98% Tanjore homestay (email@example.com) : we were like in a family. The guesthouse is near the temple in a quiet residential location. Raja was not there but Usha gave us company during our visit (we found her again in Tiruchirapalli. She gave usvery good informations). The top was the food: Mani et Shanti are very great cooks and prepare a very healthy vegetarian food (nice breakfasts in the garden). Raja (I have been told he is speaking French and he is a famous guide) and Usha (speaks English) have another guesthouse in Tiruchirapalli (Srirangam firstname.lastname@example.org ou email@example.com) at 10 mn by walk from the big temple.
97% Les Hibiscus. Beautiful house, a lot of charm, artistic decor, fabulous breakfast... Mr Bascarane and his team give you a warm welcome, are helpful and always smiling.
95% The DoubleDutch Resort near Athoor village (not far from Dindigul). I don't know why I don't give 100. I think it is because we are not people of the countryside.
92% The Krishna Inn in Tiruchirapalli near the bus stand. We betrayed Usha (from the Tanjore homestay) who has a guesthouse near the big temple.
89% Hotel Nala Residency in Tiruvannamalai. The two women in the recepetion are very helpful. The restaurant serves a good food. The taxi going to Villipuram was perfect.
85% The Parsons Court in Dindigul. No soul. For politicians and business men.
65% The Shivan hotel in Gingee. I have been told there is no good hotel in Gingee. This one is ok (the men in the reception are helpful (not easy when you are not used to foreigners...)). The taxi they called for us was very bad and expensive. The food in the restaurants (vegetarian and non veg) is ok too.
The best restaurants (Top is Tanjore homestay (vegetarian)). We do love the Indian vegetarian food (less non veg).
Dindigul : Sree Baalaaji Bhavan near the bus stand (vegetarian). Smiling service and very good food.
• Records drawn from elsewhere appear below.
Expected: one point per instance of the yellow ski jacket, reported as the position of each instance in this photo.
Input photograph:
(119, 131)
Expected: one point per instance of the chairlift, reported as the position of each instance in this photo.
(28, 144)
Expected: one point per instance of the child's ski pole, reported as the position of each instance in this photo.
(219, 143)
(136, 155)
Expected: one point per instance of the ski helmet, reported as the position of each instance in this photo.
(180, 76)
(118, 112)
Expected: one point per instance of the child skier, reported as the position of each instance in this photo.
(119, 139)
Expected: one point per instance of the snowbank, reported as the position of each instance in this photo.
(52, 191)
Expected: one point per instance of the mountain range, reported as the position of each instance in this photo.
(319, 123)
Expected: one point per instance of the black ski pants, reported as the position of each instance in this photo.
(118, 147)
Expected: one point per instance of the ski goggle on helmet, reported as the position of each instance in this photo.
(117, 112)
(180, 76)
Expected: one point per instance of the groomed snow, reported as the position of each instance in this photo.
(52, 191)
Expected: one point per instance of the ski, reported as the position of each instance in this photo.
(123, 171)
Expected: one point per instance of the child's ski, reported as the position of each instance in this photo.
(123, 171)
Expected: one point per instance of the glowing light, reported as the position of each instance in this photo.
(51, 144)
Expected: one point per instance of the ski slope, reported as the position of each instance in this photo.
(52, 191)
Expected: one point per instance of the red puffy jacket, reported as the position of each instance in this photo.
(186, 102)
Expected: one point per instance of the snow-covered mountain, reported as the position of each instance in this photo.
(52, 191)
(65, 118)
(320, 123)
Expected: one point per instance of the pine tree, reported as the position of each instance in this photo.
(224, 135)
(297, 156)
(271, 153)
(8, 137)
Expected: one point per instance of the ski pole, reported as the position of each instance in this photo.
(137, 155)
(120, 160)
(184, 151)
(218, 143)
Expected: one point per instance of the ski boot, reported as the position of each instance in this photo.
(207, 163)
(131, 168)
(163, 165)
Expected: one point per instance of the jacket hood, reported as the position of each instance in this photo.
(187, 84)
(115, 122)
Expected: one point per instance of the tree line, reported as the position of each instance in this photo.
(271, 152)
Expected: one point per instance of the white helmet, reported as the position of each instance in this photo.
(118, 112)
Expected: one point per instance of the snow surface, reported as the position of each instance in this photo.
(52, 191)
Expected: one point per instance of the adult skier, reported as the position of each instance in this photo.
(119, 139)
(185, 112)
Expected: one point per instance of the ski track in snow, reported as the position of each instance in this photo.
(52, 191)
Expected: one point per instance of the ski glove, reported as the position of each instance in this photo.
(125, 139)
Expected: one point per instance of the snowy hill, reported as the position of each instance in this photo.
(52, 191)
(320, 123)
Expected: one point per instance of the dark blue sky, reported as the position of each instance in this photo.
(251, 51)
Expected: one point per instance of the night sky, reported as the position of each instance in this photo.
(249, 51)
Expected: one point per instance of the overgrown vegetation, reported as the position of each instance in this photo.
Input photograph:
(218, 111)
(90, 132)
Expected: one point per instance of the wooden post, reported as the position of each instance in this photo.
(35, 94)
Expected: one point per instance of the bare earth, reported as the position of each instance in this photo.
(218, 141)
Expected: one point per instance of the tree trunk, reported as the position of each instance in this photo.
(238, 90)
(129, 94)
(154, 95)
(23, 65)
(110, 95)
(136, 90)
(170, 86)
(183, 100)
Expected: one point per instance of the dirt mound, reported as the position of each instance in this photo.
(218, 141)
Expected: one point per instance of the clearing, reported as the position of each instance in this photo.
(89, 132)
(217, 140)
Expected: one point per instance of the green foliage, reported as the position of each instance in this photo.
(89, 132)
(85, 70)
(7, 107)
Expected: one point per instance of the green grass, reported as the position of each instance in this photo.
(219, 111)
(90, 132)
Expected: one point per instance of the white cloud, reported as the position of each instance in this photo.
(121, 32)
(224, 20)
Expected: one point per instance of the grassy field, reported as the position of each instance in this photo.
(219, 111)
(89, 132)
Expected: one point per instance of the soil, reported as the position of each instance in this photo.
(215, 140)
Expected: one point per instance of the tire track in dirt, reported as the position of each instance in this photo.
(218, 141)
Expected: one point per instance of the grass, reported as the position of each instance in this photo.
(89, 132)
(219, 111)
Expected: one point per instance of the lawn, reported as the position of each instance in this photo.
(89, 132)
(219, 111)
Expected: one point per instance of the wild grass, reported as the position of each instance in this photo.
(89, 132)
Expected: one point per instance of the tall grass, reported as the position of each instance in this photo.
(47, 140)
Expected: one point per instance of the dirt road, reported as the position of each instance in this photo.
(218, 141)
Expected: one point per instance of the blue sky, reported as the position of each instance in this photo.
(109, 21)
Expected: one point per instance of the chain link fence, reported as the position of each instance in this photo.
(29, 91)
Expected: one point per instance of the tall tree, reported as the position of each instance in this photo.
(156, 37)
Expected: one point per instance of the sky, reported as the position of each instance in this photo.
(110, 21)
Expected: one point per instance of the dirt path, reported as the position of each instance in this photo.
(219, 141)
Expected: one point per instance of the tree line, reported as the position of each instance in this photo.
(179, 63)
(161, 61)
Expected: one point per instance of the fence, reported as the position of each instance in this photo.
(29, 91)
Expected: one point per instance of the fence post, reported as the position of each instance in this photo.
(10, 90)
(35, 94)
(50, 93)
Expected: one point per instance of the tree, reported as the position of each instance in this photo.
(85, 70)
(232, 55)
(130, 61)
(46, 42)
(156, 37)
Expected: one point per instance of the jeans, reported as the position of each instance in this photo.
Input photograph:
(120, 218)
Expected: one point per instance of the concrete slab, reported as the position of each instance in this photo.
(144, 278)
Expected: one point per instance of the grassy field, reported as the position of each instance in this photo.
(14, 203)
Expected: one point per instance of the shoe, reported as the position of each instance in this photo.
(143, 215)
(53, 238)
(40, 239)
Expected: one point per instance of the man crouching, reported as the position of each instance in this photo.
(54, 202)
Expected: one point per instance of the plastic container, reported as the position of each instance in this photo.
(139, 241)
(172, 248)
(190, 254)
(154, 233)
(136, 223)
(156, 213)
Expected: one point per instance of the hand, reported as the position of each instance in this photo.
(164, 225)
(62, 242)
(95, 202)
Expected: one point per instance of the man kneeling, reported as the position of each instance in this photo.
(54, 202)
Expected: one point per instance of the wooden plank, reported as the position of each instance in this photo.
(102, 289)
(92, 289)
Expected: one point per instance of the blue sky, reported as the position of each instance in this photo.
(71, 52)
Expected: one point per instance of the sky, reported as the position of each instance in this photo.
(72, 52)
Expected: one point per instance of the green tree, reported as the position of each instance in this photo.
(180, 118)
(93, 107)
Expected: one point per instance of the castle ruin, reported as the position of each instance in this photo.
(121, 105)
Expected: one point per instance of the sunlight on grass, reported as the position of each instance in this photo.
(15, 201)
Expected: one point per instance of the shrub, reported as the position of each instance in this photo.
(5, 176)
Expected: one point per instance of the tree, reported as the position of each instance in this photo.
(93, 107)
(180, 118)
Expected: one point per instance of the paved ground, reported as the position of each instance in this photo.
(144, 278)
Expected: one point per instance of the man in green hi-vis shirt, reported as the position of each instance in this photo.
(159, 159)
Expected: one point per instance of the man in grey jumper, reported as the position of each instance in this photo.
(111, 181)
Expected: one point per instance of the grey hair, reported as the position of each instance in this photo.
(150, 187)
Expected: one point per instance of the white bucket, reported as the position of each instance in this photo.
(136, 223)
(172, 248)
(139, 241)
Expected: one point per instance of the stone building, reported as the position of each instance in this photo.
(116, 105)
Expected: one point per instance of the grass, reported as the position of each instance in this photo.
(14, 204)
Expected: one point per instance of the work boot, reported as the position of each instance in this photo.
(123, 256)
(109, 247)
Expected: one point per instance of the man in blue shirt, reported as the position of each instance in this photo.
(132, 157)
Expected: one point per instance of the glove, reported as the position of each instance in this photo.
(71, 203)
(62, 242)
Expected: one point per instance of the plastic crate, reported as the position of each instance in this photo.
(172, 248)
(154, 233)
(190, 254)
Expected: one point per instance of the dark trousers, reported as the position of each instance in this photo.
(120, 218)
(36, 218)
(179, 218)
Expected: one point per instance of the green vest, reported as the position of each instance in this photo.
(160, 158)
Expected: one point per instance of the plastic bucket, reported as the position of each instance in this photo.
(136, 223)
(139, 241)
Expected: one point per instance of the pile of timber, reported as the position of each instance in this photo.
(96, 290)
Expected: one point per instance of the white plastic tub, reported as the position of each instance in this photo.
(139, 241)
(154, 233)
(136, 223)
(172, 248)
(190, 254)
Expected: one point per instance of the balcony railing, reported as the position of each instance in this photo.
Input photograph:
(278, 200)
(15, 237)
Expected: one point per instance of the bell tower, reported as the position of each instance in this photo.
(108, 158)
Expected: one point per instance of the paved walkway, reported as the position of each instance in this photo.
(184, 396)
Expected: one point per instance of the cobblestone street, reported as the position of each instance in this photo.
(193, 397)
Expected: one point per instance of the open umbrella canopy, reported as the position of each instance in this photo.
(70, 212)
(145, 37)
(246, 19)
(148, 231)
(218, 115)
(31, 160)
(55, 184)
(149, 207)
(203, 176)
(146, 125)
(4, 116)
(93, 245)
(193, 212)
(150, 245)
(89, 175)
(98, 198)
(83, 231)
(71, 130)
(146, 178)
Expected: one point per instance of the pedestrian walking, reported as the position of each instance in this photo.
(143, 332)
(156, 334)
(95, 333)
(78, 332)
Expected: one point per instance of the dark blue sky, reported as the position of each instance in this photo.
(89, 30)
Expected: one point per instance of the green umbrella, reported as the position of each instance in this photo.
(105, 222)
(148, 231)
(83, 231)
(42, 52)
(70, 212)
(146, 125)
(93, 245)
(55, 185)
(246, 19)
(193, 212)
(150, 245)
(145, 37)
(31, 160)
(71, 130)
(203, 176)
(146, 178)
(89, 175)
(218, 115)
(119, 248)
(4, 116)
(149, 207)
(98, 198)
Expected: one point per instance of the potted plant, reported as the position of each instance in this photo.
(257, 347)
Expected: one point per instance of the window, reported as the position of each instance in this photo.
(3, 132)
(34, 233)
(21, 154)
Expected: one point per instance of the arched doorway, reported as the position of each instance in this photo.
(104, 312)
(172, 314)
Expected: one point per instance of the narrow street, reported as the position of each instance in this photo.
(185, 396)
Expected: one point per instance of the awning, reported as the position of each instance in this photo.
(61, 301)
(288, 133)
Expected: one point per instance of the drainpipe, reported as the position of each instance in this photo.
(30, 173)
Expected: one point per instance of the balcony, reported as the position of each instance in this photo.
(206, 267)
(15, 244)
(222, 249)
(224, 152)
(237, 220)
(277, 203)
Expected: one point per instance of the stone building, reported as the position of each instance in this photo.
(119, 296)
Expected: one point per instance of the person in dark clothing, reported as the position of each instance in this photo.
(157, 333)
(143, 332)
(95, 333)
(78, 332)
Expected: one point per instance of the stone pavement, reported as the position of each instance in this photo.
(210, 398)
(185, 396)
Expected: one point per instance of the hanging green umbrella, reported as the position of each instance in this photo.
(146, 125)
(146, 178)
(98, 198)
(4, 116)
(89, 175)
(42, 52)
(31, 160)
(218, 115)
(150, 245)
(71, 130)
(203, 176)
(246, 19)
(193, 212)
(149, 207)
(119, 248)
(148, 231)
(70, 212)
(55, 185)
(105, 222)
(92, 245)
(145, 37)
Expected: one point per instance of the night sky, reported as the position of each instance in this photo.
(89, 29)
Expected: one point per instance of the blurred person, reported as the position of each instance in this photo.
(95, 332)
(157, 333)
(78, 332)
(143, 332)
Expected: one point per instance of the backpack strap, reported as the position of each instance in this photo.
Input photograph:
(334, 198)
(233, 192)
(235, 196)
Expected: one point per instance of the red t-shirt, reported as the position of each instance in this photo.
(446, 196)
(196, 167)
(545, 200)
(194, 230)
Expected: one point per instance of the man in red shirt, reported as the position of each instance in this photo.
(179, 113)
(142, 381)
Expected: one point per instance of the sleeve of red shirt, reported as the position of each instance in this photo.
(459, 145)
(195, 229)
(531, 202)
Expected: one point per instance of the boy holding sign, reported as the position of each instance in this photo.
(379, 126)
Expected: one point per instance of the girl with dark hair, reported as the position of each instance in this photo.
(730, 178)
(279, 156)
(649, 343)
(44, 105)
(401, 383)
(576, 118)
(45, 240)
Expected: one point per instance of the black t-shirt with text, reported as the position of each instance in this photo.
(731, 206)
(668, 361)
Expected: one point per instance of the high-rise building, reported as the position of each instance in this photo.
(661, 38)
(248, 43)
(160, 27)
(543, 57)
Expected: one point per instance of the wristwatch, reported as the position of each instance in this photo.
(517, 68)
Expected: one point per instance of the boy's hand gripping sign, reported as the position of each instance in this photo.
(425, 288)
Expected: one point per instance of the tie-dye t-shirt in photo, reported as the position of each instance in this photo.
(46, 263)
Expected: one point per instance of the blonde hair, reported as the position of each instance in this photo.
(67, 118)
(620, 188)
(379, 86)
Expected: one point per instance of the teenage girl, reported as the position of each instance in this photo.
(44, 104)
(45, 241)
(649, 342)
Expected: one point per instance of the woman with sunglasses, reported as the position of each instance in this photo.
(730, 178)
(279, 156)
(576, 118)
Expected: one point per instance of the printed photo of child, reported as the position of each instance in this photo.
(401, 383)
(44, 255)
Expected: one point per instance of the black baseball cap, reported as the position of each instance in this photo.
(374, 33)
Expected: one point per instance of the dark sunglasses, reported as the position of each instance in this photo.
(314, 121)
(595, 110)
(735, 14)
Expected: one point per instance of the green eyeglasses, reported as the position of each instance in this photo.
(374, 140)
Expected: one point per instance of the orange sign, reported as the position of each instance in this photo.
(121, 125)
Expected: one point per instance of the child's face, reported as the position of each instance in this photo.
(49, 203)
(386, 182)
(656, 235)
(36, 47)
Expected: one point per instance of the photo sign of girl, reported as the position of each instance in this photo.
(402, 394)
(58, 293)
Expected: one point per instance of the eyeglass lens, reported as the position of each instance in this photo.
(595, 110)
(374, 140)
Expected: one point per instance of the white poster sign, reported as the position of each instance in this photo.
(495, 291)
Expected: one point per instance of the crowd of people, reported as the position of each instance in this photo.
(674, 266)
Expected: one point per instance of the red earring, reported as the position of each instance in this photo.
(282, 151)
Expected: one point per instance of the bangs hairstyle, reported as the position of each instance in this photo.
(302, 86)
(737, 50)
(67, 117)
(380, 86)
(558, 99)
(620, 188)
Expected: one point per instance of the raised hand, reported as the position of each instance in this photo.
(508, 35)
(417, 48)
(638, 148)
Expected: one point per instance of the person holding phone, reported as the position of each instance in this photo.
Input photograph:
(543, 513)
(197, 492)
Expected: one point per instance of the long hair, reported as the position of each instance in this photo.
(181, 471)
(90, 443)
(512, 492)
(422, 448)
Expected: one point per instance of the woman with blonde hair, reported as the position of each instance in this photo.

The Vasantha Bhavan restaurant near the bus stand in Tiruchirapalli
Thanjavur: the two restaurants (veg and non veg) in the Gnanam hotel.
The "best people" you meet in the street. More the town is small more gentle are the people? Maybe.
The best bars
Erode: you go outside the Kohinoor hotel (Erode), you take the other side of the road on your left. After 250 m you will find a bar on your right (95%). Erode people in the street are very nice.
Dindigul: the bar of the Parsons Court (92%).
An excellent guide (Usha from the Tanjore homestay was a good companion and gave us good advices in Thanjavur and in Tiruchirapalli)
In Gingee (in the fort which is on the left of the road coming from Gingee): a man retreated of the Indian army who has a very deep knowledge especially about the "Vijayanagar" Empire history (my luck, I am able to chek this, cause I study this five years ago). If my memory is not too bad his name is Tirumalai.
Nice places to visit
In Thanjavur : The Saraswathi Mahal Library
Gingee : the forts.
In Thanjavur : The big temple
The ghats in Tiruchirapalli (with Usha)
A good taxi driver
In Tiruvannamalai. Called by the Hotel Nala Residency. I did not write the name. My wife was so happy she gave him 250rps tip.
A very bad taxi driver
In Gingee. Called by the Shivan Hotel. Expensive, talking to the mobile when driving on a very dirty road...a very bad experience.
The worst souvenir
Outside of the big temple in Tiruvannamalai. A team of women beggars who are walking just near you and shouting in your hears during 150 / 200 meters, each with a small baby in their arms. We decided to have a chai in a kind of cafe-terrass hoping to find some relief and they did not stop. Nobody helped us.. Only for this I would recommand to the tourists don't go there.
It is a pity: this temple (and the others lingams around the city) is very nice.